Foi protocolado, em novembro de 2024, na Assembleia Legislativa do Rio Grande do Sul (ALE/RS), o Projeto de Lei (PL) 331/2024, para criar a política de prevenção de acidentes elétricos com animais silvestres em território gaúcho [1].

O PL é de autoria do deputado estadual Matheus Gomes (PSOL) e foi elaborado por um seleto grupo de trabalho, composto por servidores públicos, ativistas e pesquisadores dedicados à causa animal.

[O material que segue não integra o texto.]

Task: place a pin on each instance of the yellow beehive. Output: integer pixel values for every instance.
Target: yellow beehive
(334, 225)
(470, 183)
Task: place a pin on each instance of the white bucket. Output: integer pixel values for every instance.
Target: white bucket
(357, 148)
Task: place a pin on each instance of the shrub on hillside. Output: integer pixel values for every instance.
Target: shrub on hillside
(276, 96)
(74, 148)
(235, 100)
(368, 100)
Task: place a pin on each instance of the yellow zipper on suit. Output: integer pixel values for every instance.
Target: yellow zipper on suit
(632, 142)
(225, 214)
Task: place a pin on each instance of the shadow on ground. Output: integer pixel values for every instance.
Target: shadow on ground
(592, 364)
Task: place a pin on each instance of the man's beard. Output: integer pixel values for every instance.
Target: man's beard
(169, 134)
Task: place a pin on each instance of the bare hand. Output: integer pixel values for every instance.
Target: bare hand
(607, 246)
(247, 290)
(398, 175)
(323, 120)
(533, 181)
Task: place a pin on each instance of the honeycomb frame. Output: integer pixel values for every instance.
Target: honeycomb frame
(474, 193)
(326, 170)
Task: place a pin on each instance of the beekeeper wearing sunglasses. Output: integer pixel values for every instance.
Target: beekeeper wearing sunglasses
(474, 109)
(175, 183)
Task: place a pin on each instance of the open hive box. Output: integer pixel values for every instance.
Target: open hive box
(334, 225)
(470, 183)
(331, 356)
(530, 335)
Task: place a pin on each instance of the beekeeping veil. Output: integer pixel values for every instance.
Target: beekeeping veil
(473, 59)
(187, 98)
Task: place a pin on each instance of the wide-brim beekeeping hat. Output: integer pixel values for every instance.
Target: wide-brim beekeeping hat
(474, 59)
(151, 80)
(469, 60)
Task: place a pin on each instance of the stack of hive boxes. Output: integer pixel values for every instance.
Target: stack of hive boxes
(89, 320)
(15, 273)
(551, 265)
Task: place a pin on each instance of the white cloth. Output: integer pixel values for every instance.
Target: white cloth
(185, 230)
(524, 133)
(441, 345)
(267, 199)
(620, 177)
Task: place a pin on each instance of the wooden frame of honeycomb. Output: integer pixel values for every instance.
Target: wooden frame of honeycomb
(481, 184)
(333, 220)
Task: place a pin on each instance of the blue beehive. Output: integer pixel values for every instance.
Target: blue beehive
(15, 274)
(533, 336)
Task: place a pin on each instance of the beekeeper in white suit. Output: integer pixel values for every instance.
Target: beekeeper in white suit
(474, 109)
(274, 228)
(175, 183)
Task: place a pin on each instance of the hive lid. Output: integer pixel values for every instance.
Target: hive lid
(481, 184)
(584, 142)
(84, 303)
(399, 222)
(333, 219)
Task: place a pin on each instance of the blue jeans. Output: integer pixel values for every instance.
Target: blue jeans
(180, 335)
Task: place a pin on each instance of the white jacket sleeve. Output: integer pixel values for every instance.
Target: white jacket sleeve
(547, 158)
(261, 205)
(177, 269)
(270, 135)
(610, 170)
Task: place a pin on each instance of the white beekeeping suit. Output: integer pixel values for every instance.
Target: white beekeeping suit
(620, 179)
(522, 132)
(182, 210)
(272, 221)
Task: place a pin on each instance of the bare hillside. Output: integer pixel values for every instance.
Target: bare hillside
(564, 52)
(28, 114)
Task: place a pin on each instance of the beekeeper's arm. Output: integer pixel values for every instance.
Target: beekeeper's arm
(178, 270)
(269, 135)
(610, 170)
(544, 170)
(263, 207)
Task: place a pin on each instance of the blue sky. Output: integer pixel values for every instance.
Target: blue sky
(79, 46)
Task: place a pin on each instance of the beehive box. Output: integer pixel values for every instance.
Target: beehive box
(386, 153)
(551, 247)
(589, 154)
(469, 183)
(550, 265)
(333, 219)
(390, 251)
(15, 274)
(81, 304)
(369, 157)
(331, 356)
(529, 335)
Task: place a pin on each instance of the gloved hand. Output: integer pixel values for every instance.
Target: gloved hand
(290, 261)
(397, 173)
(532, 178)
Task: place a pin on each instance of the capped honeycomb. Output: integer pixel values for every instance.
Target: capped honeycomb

A necessidade de elaboração da lei evidenciou-se em uma audiência pública que tratou de redes elétricas e preservação da fauna. Na audiência, a comunidade gaúcha presente destacou a preocupação com os acidentes elétricos que têm atingido animais silvestres e a carência de normatização sobre o tema.

Entre os meses de dezembro de 2021 e fevereiro de 2024, 25 bugios morreram e 15 ficaram feridos em decorrência de acidentes envolvendo redes de energia. Somente no mês de fevereiro de 2024, três bugios foram vitimados por eletrocussão [2]. Segundo dados fornecidos pelo Projeto Macacos Urbanos, até 24 de julho de 2024, ocorreram 12 acidentes com postes elétricos envolvendo bugios, resultando em 9 óbitos (75%) [3].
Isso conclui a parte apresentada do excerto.